AI often gives examples of chemical reactions in daily life. But it doesn’t always show the full picture. It might list reactions like gasoline burning or food baking, but leave out things like fermentation, soap-making, or natural dyes. This activity helps students notice which chemical reactions AI sees—and which it leaves out. It asks: whose science gets counted?
In this activity, Students explore how AI explains chemical reactions in daily life. They compare the AI’s examples to reactions they know from their own lives. This helps them see which chemical knowledge gets centered—and which gets left out.
Instructions
- Open an AI chat tool like ChatGPT, Claude, or Gemini.
- Ask: “What are some examples of chemical reactions in everyday life?”
- Copy the AI’s full response into your notes.
- Make your own list of chemical reactions you’ve seen or heard about.
(Examples: cooking, rusting metal, making yogurt, cleaning with vinegar) - Label each reaction type if you can (combustion, fermentation, neutralization, etc.).
- Compare your list with the AI’s. What reactions are the same? What’s missing?
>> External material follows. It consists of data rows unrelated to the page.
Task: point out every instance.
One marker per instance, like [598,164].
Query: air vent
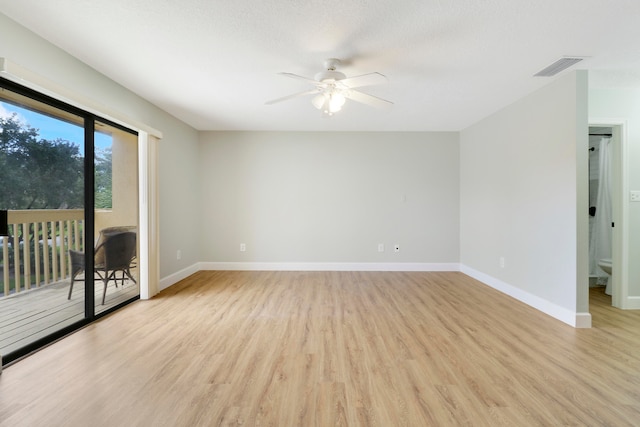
[560,65]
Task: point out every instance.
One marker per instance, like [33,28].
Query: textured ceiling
[450,63]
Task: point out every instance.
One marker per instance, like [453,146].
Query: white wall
[179,183]
[523,187]
[329,197]
[623,105]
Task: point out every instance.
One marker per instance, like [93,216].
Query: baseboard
[577,320]
[329,266]
[174,278]
[632,303]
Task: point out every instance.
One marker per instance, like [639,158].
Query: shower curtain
[600,244]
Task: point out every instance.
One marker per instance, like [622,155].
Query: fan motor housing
[329,75]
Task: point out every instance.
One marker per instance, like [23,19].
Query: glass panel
[42,176]
[116,216]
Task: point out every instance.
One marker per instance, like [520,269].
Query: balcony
[35,275]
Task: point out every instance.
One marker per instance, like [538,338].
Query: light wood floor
[332,348]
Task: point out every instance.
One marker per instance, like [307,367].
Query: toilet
[605,264]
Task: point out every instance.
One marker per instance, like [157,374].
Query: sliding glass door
[68,184]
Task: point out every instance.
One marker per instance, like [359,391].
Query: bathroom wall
[621,103]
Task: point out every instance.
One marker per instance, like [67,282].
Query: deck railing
[36,251]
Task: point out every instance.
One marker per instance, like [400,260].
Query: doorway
[607,219]
[57,166]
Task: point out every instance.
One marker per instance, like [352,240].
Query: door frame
[620,211]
Tip: Ask again with a new prompt like: “What are some everyday chemical reactions in rural or traditional communities?”
Conscientization
Reading the world through this activity
- What kinds of chemical reactions did the AI focus on?
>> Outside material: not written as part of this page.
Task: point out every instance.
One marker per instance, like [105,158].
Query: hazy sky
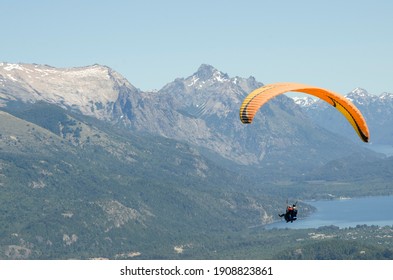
[339,45]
- What everyday reactions from your life were missing?
- What does the AI seem to think is “normal” chemistry?
- Whose ways of using chemistry does the AI ignore or leave out?
Praxis
Reflection leading to transformation
- What happens if chemistry lessons only use the reactions the AI gives?
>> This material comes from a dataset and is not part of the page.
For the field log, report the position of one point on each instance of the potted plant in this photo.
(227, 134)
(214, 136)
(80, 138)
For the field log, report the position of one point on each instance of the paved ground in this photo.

- How might that affect students whose lives aren’t included?
- How could science feel more real and useful for all students?
- What could you do to bring more kinds of chemistry into the classroom?
Dialogue
Ongoing discussion
- Share your list of reactions with a partner or group. What surprised you?
- How were people’s lists different from the AI’s answers?
- What do these differences show about whose knowledge is valued in science?
- Try new prompts with the AI—what changes when you ask about different places or cultures?